Los rotundos parlares aseveran, sin asmas, por estas tierras de carámbano (donde el cuerpo tirita, se cae la moquita y se soplan las uñas), que los «ruiseñores -digo- enseñan a sus polluelos el silabario del cante ya dentro del huevo, al incubarlos. Los adiestran con los latidos del corazón en las plumas, antes de salir a medir el mundo con el libre vuelo. Como lo hacen los padres, ya desde el beso (primer verso amoroso) al enseñar a hablar, a andar a los hijos, a empinarse después del tropiezo, que luego perfeccionarán los maestros más respetados y admirados; o los mismos ancianos, esos abuelos que llevan garabateada la historia de esta España nuestra en sus cicatrices, ya escrita en rojo, ya en azul y que, luego, nos la van transmitiendo entre pesares y gozos. Igualito que las aves a sus polluelos o los caimanes a los suyos. Amén.

Como mi alborotada lengua habla de los ruiseñores, con ellos sigo antes de saltar los regatos de la impaciencia. Por lo visto -y eso lo sabrán de pies a cigüeña los ornitólogos- estos pajarillos están enamorados con locura de la libertad.

-¡La libertad! ¿Quién no? ¡Ah, la libertad sin alas!

Y por esa razón, la de la libertad, la emancipación, la independencia (derecho de los cuerpos y los espíritus desde el nacimiento, que nadie es dueño de la luz del sol, del agua de los mares, del perfume de las rosas?), cuando un ruiseñor de edad avanzada es capturado y encerrado entre barrotes, mazmorras de dioses, deja de cantar. Y muere sin suicidio. Se abandona a la muerte lentamente, sin clamor ni rebeldía. Silencio resignado, injusto. ¿O no?

-¿Deja de cantar el ruiseñor? Eso dicen las palabras sabias, con savia. Yo, amén de soldado chusquero.

Con su mudez «se venga del pajarero» por haberlo privado de libertad. ¡Maldita sea! Los viejos ya no cantan. No los quieren. Prefieren a los jóvenes, a esos jovencillos que aprendieron a gorgojear y a trisar de sus mayores; porque, para los dueños (según sus egoísmos inconfesables), gozan de pulmón nuevo, sangre fresca, plumas endiosadas y ganas de quebrar el aire con su voz elegante y divina. En la jaula?, claro. Su edad (in)+madura los hace presumidos, apasionados del aplauso sin libertad. Incapaces de romper las verjas que los aprisiona. Revolucionarse. En verano, mudan de color y tono del canto; muy distinto en primavera. Cambian de color y tono, de camisa e himno. Es lo propio. Las zancadas en el camino de los días sin rumbo se almacenan en la vejez. Somos lo que sembramos y vivimos de ello. Yo barrunto, quizá esté equivocado.

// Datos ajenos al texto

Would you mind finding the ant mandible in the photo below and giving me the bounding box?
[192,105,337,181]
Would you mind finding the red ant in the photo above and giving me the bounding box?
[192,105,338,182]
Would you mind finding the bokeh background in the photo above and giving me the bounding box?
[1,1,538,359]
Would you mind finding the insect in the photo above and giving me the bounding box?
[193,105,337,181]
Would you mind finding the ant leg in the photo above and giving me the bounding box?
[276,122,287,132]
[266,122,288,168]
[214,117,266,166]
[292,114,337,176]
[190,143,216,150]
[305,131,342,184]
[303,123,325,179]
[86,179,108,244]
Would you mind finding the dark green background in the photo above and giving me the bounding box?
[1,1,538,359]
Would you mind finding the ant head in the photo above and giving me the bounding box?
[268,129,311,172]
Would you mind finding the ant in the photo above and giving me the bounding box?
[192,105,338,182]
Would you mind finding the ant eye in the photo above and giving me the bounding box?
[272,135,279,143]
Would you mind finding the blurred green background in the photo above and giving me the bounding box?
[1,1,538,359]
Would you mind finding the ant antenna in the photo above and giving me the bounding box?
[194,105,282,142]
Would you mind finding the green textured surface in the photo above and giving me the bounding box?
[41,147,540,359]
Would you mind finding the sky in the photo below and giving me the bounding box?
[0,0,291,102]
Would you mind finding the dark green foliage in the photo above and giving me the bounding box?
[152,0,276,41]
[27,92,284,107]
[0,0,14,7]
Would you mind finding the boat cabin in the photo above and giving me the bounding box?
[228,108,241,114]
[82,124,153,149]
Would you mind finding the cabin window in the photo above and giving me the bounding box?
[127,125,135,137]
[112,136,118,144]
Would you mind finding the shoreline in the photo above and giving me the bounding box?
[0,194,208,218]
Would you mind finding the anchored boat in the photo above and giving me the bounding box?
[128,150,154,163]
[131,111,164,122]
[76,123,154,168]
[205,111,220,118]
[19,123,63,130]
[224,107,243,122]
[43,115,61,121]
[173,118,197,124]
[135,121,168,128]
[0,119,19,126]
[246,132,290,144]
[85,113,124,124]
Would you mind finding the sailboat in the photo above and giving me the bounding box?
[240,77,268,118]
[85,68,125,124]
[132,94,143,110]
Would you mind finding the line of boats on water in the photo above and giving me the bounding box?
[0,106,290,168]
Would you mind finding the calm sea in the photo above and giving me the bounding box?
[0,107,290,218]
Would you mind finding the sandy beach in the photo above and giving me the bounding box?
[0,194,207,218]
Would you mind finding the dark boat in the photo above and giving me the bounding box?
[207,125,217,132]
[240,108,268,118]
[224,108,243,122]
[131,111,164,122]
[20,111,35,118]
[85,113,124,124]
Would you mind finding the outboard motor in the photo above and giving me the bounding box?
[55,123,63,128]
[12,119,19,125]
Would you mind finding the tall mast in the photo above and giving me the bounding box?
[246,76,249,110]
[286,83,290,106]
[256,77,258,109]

Todo ser, con o sin plumas, en plena efervescencia, se figura; luego se desfigura y más tarde se transfigura. ¿O no? Leamos los periódicos. No cito nombres por no ensuciar la blancura de mi folio. Jaula para ellos; urracas siempre arrebañando los metales más preciosos de los pobres sin estrella.

-¡Los ruiseñores viejos! ¡Los ruiseñores jóvenes!

Me corroe la memoria, ahora, mientras escribo lo que pienso y digo lo que no debo, el romance del prisionero que todos recordamos: «Que por mayo era, por mayo, / cuando hace la calor, / cuando los trigos encañan /y están los campos en flor, / cuando canta la calandria / y responde el ruiseñor, / cuando los enamorados van a servir al amor; / sino yo, triste, cuitado, / que vivo en esta prisión; / que ni sé cuándo es de día / ni cuándo las noches son, / sino por una avecilla / que me cantaba el albor. / Matómela un ballestero; / déle Dios mal galardón».

Ayer la tarde soplaba frío. El anciano estaba allí, sentado en un banco de La Alameda. Aterido, rígido, pasmado. Esperaba, impaciente, la salida de los niños de la escuela. Venerable mirada. Los chavales brotaban en tropel, galopaban como potrillos. Uno de ellos le gritó desde la lejanía, mostrándole una hoja coloreada: «¡Abuelo!». Era el dibujo de una jaula con un ruiseñor dentro. El abuelo se emocionó. Lágrima en rostro, besó al niño. ¿Qué estarían pensando las horas de la tarde del ácido invierno? ¿Qué?